Best Practices of Volume Commitments
To get the most out of your volume commitments, we’re offering a few best tips and best practices:
Routine Matters. Use volume commitments only for routine matters that can be reliably forecasted. The better you can predict what your routine legal spend will be, the better position you are in to negotiate volume discounts. With reliable forecasting data, you will not be pressured into a higher volume than your legal department needs. Routine matters are best suited to volume commitments because your committed firm will become very familiar with your recurring work and will develop expertise in that niche.

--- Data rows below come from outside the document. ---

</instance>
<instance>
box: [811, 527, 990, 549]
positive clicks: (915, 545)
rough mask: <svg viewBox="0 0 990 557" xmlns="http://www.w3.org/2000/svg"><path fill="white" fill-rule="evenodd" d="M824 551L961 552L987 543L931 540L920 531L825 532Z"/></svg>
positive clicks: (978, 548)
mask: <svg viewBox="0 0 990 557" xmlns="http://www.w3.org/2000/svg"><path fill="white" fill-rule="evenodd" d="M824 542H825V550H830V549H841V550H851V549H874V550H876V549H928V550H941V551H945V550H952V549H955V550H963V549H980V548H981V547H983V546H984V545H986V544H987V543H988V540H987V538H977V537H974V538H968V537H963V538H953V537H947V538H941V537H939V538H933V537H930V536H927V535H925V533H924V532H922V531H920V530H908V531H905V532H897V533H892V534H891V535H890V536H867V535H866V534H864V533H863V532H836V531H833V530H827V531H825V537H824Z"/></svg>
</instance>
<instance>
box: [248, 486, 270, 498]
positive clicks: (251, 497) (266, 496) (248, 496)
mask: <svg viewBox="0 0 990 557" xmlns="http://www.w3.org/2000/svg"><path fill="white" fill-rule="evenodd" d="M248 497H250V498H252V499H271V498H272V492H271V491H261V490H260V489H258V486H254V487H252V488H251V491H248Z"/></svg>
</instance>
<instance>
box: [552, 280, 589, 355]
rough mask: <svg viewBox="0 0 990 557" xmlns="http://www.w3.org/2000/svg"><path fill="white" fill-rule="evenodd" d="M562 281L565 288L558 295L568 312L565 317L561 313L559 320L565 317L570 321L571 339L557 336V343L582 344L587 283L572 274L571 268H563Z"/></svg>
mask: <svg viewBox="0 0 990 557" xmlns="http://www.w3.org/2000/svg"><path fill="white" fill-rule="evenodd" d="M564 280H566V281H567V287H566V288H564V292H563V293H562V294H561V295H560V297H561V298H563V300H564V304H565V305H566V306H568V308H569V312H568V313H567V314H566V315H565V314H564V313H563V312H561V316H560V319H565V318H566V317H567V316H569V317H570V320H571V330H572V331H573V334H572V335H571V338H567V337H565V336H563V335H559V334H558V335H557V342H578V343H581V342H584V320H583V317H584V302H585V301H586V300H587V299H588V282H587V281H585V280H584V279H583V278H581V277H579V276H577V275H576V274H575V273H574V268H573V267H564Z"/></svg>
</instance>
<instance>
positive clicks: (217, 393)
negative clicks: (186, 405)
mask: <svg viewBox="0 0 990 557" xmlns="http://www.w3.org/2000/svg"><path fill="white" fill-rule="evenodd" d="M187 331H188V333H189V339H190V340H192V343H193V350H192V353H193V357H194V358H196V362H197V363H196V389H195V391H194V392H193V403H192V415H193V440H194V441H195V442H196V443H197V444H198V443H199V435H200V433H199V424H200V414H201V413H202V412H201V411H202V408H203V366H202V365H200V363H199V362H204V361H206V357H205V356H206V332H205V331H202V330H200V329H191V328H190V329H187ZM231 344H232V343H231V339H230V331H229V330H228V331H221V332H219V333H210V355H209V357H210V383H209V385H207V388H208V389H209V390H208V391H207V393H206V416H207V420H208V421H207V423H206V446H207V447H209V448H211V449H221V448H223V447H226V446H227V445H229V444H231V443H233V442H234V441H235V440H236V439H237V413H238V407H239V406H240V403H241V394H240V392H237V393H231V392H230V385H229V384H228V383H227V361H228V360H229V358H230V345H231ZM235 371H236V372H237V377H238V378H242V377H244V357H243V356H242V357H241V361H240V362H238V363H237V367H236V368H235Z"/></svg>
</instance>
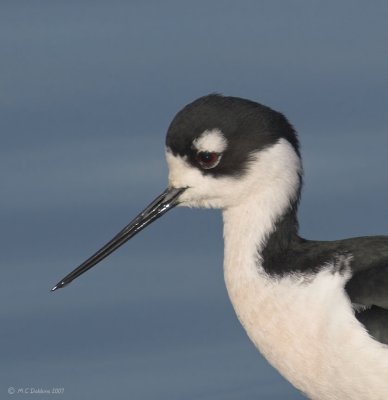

Still, Run RFPs If Possible. Structure your volume discounts in such a way that you can still run a competitive bidding process among your firms. While it may make sense to enter into a volume commitment contract for routine matters that can be forecast with some certainty, do not include your volume for complex or extraordinary matters into your commitment. When your matter is highly sensitive, requires additional expertise, and is out of the ordinary course of business, run an RFP; RFPs will help you obtain a better price and better choice for your outside counsel instead of being committed to the wrong firm.
Check Your Commitments Now. Typically, volume commitments need to be met within a calendar year. Because we’re at the beginning of 2021, now is the time to check your panel firm agreements for volume commitments. Be aware of these allocations and strategically give work according to those volume commitments evenly throughout the contract; this ensures your legal department is not in breach of contract or scrambling to meet a commitment at the end of Q4. There will be nothing more frustrating in December than to be forced to go with the wrong, but committed outside when you haven’t met your volume commitments.